As the model metric the root mean square error ( RMSE) is used.

In [None]:
print('RMSE train: ', mean_squared_error(y_train, y_pred_train, squared= False))
rmse_train = mean_squared_error(y_train, y_pred_train, squared= False)
print('RMSE test: ', mean_squared_error(y_test, y_pred, squared= False))
rmse_test = mean_squared_error(y_test, y_pred, squared= False)
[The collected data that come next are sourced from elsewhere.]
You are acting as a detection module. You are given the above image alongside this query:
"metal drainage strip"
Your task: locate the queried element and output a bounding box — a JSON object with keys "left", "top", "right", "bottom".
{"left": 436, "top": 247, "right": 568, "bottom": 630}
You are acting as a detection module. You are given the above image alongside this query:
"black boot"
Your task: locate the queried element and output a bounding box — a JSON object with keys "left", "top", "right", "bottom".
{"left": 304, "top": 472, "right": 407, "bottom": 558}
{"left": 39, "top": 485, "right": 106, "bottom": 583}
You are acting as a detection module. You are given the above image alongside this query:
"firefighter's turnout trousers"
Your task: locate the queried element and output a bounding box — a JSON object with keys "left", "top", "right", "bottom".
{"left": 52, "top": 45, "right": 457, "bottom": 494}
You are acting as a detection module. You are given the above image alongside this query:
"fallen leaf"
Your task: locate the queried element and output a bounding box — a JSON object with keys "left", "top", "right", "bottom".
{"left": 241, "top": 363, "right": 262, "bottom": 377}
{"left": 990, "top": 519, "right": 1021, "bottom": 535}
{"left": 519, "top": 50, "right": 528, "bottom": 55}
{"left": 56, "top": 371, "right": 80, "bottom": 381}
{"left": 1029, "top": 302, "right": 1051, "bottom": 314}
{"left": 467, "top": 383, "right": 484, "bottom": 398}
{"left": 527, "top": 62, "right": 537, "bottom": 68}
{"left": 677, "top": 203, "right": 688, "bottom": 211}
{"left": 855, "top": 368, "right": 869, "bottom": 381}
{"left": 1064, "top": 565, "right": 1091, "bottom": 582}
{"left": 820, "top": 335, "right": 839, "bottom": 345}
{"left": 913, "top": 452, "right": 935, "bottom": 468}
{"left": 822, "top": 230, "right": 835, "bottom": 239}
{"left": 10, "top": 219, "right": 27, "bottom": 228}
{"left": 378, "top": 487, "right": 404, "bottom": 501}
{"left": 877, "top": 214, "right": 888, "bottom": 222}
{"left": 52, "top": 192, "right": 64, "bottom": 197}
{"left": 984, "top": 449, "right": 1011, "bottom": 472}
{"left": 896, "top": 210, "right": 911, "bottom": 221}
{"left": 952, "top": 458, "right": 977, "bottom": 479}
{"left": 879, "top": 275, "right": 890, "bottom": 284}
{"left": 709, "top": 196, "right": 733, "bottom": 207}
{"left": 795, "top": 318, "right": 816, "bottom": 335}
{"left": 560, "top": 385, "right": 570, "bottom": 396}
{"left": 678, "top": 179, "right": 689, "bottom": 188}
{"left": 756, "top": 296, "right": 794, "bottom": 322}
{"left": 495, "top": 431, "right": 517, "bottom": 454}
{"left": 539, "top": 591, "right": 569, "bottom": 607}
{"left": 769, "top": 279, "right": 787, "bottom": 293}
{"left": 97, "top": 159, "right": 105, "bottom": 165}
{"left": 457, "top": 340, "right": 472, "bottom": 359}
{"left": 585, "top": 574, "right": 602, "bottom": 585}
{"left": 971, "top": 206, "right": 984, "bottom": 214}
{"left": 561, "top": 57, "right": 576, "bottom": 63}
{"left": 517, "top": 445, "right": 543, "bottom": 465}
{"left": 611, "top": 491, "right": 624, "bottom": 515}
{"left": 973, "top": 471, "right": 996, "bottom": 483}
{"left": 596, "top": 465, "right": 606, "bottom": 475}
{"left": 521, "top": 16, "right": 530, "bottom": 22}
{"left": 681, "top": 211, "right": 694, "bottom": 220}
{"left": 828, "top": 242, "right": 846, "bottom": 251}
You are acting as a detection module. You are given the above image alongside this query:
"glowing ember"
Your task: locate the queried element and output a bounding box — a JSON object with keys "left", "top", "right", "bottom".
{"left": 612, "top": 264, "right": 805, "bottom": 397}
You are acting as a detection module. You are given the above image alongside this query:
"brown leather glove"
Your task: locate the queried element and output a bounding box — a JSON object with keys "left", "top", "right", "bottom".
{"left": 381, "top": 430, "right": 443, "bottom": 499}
### Plot "Actuel" vs. "Predicted"

In [None]:
fig=plt.figure(figsize=(6, 6))
plt.axline([1, 1], [2, 2],color='lightgrey')
plt.scatter(y_train, y_pred_train, color ='#33424F')
plt.scatter(y_test, y_pred, color = '#FF6600')
plt.xlabel("ME.FMS.act.tPh actual");
plt.ylabel("ME.FMS.act.tPh predicted");

### MLFlow paramaeters

In [None]:
#seting parameters that should be logged on MLFlow
params = {
       'csv used': 'Featureselection03.csv',
       'features drop' : 'Accroding to model importance list',
       'NaN handling': 'dropped',
       'Shape' : df.shape,
       'Scaler' : 'MinMaxScaler',
       'kernel' : 'poly',
       'gamma' : 'scale',
       'C' : 1.0,
       'epsilon' : 0.1
  }

Write down all parameters, which shall be uploaded to MLFlow. This can be different metrics for different models.

### Writing to MLFlow

In [None]:
#logging params to mlflow
#mlflow.log_params(params)

#setting tags
#mlflow.set_tag("running_from_jupyter", "True")

#logging metrics
#mlflow.log_metric("train-" + "RMSE", rmse_train)
#mlflow.log_metric("test-" + "RMSE", rmse_test)

# logging the model to mlflow will not work without a AWS Connection setup.. too complex for now
#mlflow.end_run()

Again, the upload to MLFlow is enabled to not accidentely try to upload new model runs.

---

## Summery of SVM Model

The RMSE values from the first runs with the SVM model where not good compared to the other models. Hence some changes where c´done to the model and because the values did not improve significantly the efforts put into this model where reduced and soon decided to not further use it.